That conditional UPDATE is the single most important line in the whole system. The WHERE available >= 1 guard makes overselling physically impossible: the database holds a brief row lock for each statement, so the checks are serialised and only available-many of them can succeed. Here's the idea in code, including the gap where a naive version goes wrong.
Let the database be the referee
Don't try to coordinate seat allocation in your application code with counters in memory across many servers. That's a distributed-consensus problem you'll get wrong. Push the decision into a single atomic statement on a single row and let the database's locking do the hard part. The database is built for exactly this.
Hold, then confirm: the two-phase booking
A user needs time to pay, but you can't give away the seat for free while they fumble with a UPI PIN, and you can't let them hold it forever. So booking is two phases:
Hold
The atomic decrement reserves a seat and creates a hold with a short expiry (a few minutes). The seat is now neither available nor confirmed.
Pay
The user completes payment. This is a separate, slow, external step that can fail, time out, or succeed after the user gave up.
Confirm or release
On success, the hold becomes a confirmed booking. On failure or expiry, a reaper releases the hold and returns the seat to the pool.

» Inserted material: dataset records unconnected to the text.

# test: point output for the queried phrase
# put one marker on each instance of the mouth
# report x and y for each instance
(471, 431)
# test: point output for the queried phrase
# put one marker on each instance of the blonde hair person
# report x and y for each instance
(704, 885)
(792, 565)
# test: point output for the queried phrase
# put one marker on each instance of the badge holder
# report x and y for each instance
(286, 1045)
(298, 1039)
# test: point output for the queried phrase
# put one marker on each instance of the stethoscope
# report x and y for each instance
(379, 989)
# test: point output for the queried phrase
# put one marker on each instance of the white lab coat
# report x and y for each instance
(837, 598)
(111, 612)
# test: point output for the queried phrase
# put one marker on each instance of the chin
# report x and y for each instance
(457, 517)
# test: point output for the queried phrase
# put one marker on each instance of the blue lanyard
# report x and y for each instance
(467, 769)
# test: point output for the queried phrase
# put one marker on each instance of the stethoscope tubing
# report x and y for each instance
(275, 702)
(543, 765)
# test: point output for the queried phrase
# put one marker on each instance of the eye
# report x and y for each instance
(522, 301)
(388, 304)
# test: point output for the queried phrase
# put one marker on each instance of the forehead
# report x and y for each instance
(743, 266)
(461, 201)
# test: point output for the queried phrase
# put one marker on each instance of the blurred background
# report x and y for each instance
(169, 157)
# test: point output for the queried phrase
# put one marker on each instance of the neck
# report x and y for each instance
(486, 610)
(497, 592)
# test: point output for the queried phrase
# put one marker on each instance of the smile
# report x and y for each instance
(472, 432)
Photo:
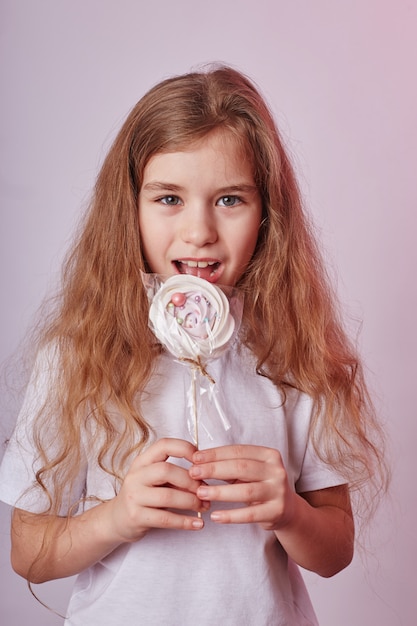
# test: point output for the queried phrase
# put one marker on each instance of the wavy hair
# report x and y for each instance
(291, 320)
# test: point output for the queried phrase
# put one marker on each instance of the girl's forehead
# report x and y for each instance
(220, 139)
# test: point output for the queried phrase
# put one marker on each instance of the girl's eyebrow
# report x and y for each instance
(239, 188)
(159, 186)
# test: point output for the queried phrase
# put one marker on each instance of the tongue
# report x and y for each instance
(200, 272)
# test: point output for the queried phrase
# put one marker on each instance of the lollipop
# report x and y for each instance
(191, 318)
(196, 322)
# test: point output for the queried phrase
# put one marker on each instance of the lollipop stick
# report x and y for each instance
(195, 416)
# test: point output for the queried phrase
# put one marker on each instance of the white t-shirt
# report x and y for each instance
(225, 574)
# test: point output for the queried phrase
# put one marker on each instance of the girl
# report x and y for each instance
(105, 480)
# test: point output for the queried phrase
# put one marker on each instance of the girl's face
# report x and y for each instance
(200, 210)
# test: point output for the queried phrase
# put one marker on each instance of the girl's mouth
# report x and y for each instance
(209, 270)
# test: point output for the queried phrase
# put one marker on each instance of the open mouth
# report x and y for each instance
(209, 270)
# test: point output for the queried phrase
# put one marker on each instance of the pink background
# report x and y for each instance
(341, 78)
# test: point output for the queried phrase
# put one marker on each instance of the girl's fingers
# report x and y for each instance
(238, 492)
(164, 473)
(163, 449)
(168, 498)
(223, 453)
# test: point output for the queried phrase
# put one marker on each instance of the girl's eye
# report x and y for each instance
(170, 200)
(229, 201)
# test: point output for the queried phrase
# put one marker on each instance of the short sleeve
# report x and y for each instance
(18, 486)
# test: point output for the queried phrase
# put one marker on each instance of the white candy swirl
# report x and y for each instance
(191, 317)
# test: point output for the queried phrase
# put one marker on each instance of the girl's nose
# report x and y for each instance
(199, 227)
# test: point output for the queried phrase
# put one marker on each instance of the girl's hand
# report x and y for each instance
(151, 487)
(258, 479)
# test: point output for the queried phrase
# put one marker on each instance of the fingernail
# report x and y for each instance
(195, 471)
(202, 492)
(197, 523)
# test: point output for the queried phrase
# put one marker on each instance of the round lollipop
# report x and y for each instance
(191, 318)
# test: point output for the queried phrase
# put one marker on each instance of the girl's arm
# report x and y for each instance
(46, 547)
(316, 528)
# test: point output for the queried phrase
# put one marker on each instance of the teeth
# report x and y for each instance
(200, 264)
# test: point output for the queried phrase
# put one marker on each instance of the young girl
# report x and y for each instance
(102, 471)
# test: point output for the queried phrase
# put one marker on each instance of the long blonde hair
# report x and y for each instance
(291, 322)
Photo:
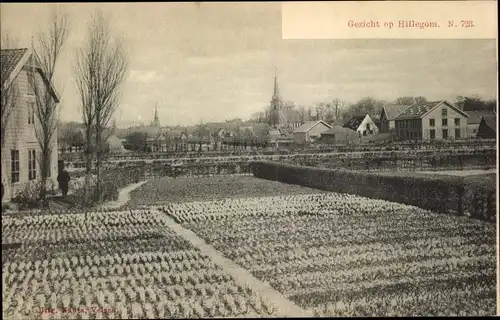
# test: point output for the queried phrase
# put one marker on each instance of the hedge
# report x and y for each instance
(438, 193)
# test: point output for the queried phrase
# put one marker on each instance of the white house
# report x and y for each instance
(363, 125)
(310, 131)
(20, 149)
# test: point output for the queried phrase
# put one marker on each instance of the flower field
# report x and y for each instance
(113, 265)
(165, 190)
(342, 255)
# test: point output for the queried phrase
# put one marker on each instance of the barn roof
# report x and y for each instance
(418, 110)
(309, 125)
(476, 116)
(392, 110)
(354, 122)
(491, 121)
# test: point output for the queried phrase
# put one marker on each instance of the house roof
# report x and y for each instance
(491, 121)
(417, 111)
(392, 110)
(476, 116)
(354, 122)
(309, 125)
(10, 59)
(12, 62)
(337, 130)
(274, 132)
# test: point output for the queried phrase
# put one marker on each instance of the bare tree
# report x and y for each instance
(49, 43)
(338, 106)
(101, 69)
(9, 91)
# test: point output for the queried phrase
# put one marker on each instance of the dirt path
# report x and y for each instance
(462, 173)
(285, 307)
(123, 196)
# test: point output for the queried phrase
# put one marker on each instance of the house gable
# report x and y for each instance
(450, 105)
(22, 59)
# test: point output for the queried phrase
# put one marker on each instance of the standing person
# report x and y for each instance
(63, 179)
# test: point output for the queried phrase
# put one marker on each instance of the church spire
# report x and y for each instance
(276, 88)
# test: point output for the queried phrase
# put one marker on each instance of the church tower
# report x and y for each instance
(276, 104)
(156, 121)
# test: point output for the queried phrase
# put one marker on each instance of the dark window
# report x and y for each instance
(31, 113)
(14, 158)
(433, 134)
(31, 164)
(31, 82)
(445, 133)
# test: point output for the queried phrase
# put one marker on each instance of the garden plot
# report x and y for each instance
(342, 255)
(166, 190)
(115, 265)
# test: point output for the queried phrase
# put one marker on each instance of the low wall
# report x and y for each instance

The expiring hold is what keeps the system honest. A user who abandons checkout doesn't lock a seat forever, and a seat is never given to two people because it's removed from the available pool the instant it's held. The reaper that releases expired holds is not optional; it's the safety valve that prevents inventory from slowly leaking away into dead holds.
Payments must be idempotent
Payment is the riskiest step because it's slow and external. The user's network drops after they pay but before they see confirmation. They retry. Now you risk charging twice or, worse, taking their money and confirming nothing.
The fix is the idempotency key from the API chapter: every booking attempt carries a unique key, the payment is recorded against it, and a retry with the same key returns the original result instead of charging again. Pair this with a clear state machine for each booking (held → paid → confirmed, or held → expired → released) so that no matter how many times a request is retried or how it interleaves with the reaper, the booking lands in exactly one valid state.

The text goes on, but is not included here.